The patients were matched from a cohort of 5,251 patients who had TCAR and 6,640 who had transfemoral CAS. After matching, in both groups, the mean age was 72 years and 35% of patients were women. The frequency of TCAR procedures rose over time, according to the researchers.

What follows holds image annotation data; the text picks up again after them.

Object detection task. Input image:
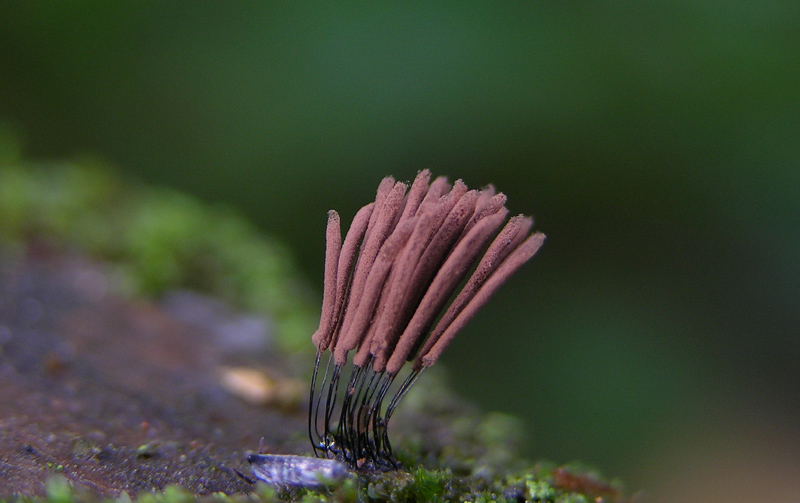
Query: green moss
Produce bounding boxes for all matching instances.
[0,154,317,351]
[0,138,618,503]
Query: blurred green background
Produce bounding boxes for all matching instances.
[0,0,800,501]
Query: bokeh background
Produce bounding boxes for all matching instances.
[0,0,800,501]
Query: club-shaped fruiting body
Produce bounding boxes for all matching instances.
[308,170,545,470]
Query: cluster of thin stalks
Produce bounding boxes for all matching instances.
[308,170,545,471]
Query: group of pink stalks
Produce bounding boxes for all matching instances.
[308,170,545,471]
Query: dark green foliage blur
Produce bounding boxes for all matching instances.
[0,0,800,494]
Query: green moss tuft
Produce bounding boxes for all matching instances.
[0,155,317,352]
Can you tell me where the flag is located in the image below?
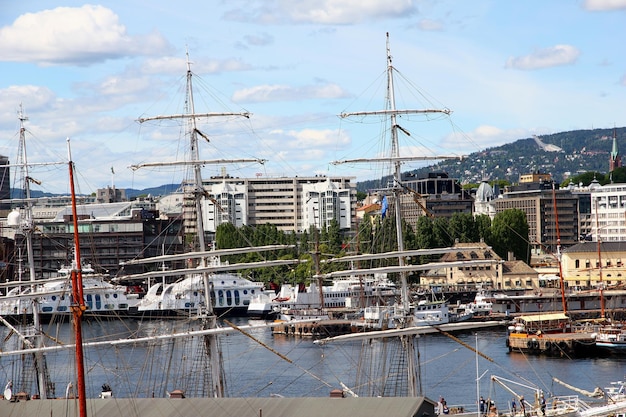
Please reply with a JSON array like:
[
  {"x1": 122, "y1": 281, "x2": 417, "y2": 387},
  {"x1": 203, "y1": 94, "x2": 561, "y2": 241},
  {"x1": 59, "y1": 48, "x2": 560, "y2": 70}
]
[{"x1": 380, "y1": 196, "x2": 389, "y2": 219}]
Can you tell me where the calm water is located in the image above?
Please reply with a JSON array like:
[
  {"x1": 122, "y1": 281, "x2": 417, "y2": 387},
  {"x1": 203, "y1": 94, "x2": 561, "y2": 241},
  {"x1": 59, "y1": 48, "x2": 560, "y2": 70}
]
[{"x1": 0, "y1": 319, "x2": 626, "y2": 407}]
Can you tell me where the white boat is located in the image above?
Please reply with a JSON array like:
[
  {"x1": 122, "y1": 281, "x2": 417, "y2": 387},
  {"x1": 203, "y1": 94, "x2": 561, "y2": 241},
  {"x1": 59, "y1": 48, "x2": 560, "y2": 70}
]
[
  {"x1": 0, "y1": 265, "x2": 139, "y2": 322},
  {"x1": 117, "y1": 50, "x2": 298, "y2": 317},
  {"x1": 0, "y1": 108, "x2": 138, "y2": 322},
  {"x1": 0, "y1": 46, "x2": 434, "y2": 417},
  {"x1": 247, "y1": 274, "x2": 397, "y2": 317},
  {"x1": 552, "y1": 377, "x2": 626, "y2": 417},
  {"x1": 465, "y1": 290, "x2": 493, "y2": 317},
  {"x1": 595, "y1": 325, "x2": 626, "y2": 353},
  {"x1": 137, "y1": 264, "x2": 263, "y2": 317}
]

“As a response to the high rates of perioperative stroke with transfemoral carotid artery stenting, transcarotid revascularization with flow reversal was developed as a new carotid stenting technique, specifically to avoid the high-risk maneuvers that have been associated with transfemoral carotid artery stenting, including manipulation of the aortic arch to cannulate the common carotid artery and crossing the carotid lesion unprotected to deploy the embolic protection filter distally,” Schermerhorn and colleagues wrote. – by Erik Swain

Disclosures: Schermerhorn reports he received personal fees for provision of consultancy services from Abbott, Cook, Endologix, Medtronic and Silk Road Medical. Please see the study for all other authors’ relevant financial disclosures.